During this year the Americans continued to hope for relief to themselves from the progress of the Armed Neutrality, but derived little good from it, though, through their exertions, they beheld Holland added to the open enemies of England. The Dutch Government, flattering themselves that, with nearly all the world against her, England must succumb, had long been secretly in negotiation with the insurgent subjects of England, and their treachery was now suddenly, by a singular circumstance, brought to light. Captain Keppel, cruising in the Vestal frigate off the banks of Newfoundland, in the month of September, captured one of the American packets. On the approach of the British boats to the packet, it was observed that something was hastily flung overboard. A sailor leaped from one of the boats into the sea, and succeeded in securing this something before it had sunk beyond reach. It turned out to be a box, which had been weighted with lead, but not sufficiently to render it so rapid in its descent as to prevent its seizure by the British tar. On being opened, it revealed a mass of papers belonging to an American emissary to the Court of Holland, and opened up a long course of negotiations, and an eventual treaty of peace and commerce between Holland and our American colonies. The bearer of these papers was discovered on board the packet, in the person of Henry Laurens, late president of the American Congress. These most important papers, together with their bearer, were sent with all speed to England. Copies were forwarded to Sir Joseph Yorke, our Ambassador at the Hague, who was instructed to demand from the States General the disavowal of the negotiations.
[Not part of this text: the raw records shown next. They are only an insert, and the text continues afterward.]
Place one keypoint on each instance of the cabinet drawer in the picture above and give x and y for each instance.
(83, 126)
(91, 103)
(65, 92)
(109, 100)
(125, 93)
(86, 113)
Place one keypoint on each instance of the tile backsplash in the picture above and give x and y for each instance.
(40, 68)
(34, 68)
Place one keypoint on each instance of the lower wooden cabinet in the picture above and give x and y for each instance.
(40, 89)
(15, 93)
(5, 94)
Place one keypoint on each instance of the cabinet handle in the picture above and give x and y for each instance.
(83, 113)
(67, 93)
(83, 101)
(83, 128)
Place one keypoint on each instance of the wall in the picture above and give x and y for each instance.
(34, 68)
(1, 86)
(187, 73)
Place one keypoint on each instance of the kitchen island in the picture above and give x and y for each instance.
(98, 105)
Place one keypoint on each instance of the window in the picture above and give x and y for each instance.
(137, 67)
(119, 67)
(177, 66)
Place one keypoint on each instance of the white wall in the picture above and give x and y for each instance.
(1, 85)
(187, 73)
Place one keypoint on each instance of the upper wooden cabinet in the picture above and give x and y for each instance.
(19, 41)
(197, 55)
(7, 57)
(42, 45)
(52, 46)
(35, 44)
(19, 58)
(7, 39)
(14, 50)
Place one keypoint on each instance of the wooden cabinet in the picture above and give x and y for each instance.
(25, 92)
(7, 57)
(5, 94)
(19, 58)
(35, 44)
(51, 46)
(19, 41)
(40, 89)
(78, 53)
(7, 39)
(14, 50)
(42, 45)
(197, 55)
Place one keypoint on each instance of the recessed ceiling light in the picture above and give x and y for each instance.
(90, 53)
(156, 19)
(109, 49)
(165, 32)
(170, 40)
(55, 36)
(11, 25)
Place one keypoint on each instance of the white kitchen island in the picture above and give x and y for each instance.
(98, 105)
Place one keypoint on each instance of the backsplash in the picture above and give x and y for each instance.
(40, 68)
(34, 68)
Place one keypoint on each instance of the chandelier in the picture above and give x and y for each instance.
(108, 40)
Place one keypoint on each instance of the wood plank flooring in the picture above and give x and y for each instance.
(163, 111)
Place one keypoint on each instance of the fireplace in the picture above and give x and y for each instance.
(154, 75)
The States General, confounded by the discovery of their clandestine negotiations, remained silent for a week, and then only replied by advancing complaints of violence committed by the British navy on their traders, and of its having insulted the Dutch flag by seizing some American privateers in the port of the island of St. Martin, under the very guns of the fort. Sir Joseph did not allow himself to be diverted from his demand, but again, on the 12th of December, a month after the presentation of his memorial, demanded an answer. No answer was returned. England was thus compelled to declare war against Holland on the 20th of December, Sir Joseph Yorke being recalled by the king, and Count Welderen receiving his passports in London.